After Sweden Rock sold out its 35,000-capacity across all four days June 9-12, Love & Peace narrowly beat its own records
by selling 42,000 tickets over its three days July 1-3 in Borlänge. Last year it sold 41,685 tickets.
Fans snapped up more than 30,000 three-day tickets to this year’s Love & Peace.
“We haven’t finished working out the numbers but at the moment everything tells us that we’ll have a very positive economic result,” Mattsson told Pollstar, after the Swedish media went into raptures over how the country’s festival crowd record had been beaten.
Mattson put the record-breaking down to all the right factors falling into place at the right time.
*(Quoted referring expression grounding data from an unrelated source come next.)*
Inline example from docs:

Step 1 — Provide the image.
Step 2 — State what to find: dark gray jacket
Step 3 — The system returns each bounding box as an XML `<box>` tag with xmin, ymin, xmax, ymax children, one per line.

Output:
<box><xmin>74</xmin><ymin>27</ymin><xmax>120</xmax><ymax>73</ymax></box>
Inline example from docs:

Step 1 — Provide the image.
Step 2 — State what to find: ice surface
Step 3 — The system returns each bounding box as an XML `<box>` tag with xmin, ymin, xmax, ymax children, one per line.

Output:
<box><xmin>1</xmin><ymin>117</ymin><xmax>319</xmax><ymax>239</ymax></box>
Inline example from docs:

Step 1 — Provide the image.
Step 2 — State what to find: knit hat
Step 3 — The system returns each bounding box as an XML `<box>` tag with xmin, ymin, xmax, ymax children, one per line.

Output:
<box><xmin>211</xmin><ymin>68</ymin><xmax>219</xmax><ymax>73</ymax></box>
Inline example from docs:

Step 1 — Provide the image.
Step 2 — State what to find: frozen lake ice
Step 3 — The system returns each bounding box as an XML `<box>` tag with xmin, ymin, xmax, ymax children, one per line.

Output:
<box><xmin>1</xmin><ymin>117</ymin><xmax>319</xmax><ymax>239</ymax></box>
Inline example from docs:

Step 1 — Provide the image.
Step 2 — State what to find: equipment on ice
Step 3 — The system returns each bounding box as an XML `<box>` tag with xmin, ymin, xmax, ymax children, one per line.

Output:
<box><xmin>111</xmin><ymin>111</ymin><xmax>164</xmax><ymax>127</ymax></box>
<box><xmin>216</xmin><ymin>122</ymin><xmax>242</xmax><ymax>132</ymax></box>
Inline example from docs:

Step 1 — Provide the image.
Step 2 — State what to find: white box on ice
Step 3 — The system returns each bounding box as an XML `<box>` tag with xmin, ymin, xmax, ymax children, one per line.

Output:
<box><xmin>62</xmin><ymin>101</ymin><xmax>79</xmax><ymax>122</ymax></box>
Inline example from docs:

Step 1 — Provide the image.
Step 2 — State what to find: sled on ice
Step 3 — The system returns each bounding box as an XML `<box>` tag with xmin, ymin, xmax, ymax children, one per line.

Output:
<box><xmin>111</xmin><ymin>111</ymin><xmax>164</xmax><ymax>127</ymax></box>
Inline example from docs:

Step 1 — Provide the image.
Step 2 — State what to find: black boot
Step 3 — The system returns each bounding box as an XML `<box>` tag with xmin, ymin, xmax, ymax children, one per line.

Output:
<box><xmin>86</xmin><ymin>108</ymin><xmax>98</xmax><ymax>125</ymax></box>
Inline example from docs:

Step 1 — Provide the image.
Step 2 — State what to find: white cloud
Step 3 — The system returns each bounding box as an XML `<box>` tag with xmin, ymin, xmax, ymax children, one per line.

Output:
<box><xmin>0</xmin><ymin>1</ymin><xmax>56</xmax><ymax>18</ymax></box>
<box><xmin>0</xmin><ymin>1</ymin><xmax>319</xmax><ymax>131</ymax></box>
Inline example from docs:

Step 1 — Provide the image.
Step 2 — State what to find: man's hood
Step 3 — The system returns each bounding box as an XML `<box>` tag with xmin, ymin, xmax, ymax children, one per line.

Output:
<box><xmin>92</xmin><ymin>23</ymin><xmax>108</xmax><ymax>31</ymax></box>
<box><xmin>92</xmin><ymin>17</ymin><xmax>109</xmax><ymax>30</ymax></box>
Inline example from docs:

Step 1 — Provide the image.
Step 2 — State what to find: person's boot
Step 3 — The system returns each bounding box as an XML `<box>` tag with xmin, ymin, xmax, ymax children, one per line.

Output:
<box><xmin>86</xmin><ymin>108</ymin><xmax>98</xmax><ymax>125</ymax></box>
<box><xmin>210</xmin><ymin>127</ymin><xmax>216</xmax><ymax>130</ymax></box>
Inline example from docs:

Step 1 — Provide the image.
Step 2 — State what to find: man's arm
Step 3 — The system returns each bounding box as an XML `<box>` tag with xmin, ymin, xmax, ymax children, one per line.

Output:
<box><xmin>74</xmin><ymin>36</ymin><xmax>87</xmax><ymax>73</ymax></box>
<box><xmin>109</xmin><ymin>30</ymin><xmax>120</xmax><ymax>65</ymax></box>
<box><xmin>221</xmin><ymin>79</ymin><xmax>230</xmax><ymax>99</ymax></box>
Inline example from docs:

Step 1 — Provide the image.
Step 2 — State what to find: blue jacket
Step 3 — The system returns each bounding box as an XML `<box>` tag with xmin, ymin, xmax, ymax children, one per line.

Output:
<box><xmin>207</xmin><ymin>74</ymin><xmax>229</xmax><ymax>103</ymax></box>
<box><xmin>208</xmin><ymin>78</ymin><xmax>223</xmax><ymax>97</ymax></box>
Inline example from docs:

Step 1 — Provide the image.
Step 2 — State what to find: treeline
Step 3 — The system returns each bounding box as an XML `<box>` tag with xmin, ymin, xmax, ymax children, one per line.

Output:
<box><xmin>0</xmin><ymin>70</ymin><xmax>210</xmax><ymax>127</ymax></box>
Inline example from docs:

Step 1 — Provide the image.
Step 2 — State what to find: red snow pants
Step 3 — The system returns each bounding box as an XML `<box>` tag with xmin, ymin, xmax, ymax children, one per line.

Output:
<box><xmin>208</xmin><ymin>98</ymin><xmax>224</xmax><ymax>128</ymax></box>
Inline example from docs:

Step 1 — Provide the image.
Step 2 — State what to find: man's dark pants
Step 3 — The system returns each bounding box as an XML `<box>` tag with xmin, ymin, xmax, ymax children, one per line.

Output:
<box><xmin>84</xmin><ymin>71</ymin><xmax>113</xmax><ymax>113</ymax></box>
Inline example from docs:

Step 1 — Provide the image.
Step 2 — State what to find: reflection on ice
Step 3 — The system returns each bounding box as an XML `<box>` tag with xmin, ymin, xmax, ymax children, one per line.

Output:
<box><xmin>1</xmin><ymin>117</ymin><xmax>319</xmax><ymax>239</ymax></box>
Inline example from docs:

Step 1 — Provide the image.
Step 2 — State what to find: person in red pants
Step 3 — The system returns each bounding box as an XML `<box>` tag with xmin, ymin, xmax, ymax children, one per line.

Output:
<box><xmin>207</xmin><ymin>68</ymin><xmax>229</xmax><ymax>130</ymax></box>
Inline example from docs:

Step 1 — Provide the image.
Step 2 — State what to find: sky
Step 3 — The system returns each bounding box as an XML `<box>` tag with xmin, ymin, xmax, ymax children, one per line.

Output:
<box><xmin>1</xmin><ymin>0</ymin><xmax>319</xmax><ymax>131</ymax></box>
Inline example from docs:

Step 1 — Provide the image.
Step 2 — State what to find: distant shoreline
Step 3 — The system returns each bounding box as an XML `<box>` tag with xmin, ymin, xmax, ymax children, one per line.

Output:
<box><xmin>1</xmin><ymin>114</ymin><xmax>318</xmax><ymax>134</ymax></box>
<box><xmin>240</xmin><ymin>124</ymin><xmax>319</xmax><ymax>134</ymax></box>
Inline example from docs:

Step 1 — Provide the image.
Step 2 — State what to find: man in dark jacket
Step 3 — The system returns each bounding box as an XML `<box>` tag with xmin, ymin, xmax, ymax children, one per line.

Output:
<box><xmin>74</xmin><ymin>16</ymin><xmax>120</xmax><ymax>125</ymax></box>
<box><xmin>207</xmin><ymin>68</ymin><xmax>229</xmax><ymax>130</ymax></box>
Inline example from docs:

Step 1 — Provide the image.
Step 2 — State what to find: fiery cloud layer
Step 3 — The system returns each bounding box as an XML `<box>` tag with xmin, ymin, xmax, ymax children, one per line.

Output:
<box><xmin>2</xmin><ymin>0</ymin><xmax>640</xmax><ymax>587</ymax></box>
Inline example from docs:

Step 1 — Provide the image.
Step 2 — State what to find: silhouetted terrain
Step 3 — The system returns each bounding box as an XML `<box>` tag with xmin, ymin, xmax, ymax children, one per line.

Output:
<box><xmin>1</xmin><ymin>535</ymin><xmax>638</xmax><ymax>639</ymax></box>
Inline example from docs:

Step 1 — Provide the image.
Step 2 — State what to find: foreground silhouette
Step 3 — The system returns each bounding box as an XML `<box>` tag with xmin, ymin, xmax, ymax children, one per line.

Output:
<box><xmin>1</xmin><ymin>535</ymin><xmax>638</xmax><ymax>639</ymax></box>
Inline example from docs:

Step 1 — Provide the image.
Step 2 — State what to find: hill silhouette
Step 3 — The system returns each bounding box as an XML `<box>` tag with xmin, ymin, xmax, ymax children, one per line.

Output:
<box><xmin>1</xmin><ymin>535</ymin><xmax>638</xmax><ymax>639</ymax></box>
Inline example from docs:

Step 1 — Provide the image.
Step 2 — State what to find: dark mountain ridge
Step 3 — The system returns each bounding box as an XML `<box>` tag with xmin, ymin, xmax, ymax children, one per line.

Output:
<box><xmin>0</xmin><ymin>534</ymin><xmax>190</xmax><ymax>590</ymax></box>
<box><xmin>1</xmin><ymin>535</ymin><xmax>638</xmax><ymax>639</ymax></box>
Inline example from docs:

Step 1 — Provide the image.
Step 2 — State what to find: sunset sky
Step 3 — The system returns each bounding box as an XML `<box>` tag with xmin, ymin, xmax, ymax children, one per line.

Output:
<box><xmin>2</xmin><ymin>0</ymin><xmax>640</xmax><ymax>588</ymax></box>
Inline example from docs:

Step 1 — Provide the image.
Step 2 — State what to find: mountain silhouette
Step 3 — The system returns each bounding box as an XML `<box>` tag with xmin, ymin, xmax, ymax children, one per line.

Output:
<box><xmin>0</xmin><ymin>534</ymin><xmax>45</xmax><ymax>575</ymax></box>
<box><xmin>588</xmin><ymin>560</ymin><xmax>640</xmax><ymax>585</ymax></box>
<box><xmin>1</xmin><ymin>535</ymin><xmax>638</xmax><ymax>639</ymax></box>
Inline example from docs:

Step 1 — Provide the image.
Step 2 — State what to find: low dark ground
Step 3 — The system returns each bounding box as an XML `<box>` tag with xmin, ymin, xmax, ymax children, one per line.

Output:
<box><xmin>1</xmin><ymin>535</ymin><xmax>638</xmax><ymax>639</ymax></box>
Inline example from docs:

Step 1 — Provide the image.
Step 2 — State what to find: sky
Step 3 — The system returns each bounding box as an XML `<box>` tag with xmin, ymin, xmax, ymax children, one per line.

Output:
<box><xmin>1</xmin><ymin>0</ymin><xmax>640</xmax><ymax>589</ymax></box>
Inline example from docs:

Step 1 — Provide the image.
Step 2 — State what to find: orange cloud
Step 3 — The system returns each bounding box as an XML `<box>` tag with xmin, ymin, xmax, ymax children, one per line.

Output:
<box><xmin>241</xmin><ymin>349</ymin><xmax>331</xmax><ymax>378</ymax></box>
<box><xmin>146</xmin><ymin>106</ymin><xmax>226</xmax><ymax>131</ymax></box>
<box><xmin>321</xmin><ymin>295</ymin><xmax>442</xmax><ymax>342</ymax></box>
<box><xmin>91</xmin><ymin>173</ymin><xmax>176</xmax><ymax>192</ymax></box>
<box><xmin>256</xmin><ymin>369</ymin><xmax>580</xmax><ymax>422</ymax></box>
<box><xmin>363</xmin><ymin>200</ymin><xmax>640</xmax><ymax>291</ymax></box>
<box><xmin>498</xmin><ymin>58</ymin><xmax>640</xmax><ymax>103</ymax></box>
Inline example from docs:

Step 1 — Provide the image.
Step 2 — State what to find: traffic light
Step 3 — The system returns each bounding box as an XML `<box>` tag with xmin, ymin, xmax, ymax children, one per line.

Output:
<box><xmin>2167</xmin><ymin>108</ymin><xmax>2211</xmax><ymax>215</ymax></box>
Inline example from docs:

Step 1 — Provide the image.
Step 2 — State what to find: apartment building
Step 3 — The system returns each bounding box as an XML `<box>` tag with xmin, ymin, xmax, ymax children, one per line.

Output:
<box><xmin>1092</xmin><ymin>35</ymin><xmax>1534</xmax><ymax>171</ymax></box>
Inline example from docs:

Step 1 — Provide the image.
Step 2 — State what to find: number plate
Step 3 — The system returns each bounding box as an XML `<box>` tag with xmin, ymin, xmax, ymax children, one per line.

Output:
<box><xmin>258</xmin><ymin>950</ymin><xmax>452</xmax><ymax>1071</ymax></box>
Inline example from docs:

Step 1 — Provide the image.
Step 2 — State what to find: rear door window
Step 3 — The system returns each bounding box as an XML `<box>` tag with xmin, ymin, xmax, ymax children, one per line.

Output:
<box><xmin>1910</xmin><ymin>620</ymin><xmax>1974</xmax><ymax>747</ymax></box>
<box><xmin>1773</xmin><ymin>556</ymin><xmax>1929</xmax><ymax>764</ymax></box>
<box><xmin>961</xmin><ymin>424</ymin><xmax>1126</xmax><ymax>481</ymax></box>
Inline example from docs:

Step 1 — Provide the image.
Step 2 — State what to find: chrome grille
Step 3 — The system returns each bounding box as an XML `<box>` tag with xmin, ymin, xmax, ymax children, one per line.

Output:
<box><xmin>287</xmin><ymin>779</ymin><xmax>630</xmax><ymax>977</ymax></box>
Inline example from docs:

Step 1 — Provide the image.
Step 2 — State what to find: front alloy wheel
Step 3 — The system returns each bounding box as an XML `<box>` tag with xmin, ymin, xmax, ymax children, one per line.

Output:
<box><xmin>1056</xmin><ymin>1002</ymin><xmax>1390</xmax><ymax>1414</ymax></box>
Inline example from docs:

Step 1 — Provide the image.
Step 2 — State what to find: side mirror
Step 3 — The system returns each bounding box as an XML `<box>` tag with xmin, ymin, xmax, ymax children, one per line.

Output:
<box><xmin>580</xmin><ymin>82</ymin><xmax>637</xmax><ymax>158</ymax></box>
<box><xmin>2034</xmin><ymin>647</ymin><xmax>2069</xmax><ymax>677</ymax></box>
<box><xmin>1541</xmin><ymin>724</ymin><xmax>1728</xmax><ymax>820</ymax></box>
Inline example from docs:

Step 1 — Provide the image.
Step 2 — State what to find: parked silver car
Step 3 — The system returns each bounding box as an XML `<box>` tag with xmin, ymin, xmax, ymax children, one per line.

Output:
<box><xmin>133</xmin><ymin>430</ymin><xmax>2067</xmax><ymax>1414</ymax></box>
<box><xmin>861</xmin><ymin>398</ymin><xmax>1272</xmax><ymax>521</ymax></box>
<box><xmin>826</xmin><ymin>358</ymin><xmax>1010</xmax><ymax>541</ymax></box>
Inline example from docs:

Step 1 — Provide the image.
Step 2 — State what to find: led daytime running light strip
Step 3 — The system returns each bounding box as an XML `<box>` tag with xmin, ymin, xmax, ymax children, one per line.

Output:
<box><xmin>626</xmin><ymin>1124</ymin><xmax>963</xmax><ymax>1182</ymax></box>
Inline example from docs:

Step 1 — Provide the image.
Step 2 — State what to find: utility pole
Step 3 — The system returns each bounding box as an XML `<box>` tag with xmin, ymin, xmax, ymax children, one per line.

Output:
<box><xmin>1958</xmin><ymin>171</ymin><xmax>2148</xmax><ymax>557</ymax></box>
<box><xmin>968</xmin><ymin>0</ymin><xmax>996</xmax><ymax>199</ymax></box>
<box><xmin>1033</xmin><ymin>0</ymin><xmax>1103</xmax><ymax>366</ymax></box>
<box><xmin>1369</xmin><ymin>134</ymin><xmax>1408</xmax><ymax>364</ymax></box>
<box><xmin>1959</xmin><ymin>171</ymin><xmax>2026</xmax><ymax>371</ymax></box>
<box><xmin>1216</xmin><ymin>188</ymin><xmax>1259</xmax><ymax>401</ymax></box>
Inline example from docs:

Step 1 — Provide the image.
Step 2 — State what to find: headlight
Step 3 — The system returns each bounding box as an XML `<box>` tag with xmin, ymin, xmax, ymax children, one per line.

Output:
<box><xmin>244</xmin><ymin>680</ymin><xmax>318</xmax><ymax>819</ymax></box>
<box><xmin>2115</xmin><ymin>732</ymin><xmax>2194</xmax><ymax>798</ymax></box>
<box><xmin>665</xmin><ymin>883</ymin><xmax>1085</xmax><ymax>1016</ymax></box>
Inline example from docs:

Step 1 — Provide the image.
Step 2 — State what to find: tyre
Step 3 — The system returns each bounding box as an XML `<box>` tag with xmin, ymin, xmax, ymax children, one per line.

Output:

Peace & Love started in 1999 with the concept of spreading the message of diversity, solidarity and understanding. Apart from its name, it appears to have something of an almost hippie ethos aimed at crossing borders and bringing differing cultures together. Within 10 years, the Swedes really got the vibe and it was out-selling the other big outdoors.
This year’s lineup included Jay-Z, Lily Allen, Patti Smith, Alice In Chains, Them Crooked Vultures and Vampire Weekend.
Down south in Solvesborg, Sweden Rock chief Ingolf Per-sson was less disappointed about being beaten as he was pleased that a designated rock fest could come so close to being No. 1.
The acts keeping his event in the frame included Guns N’ Roses, Aerosmith, Slayer, Gary Moore, WASP and Billy Idol.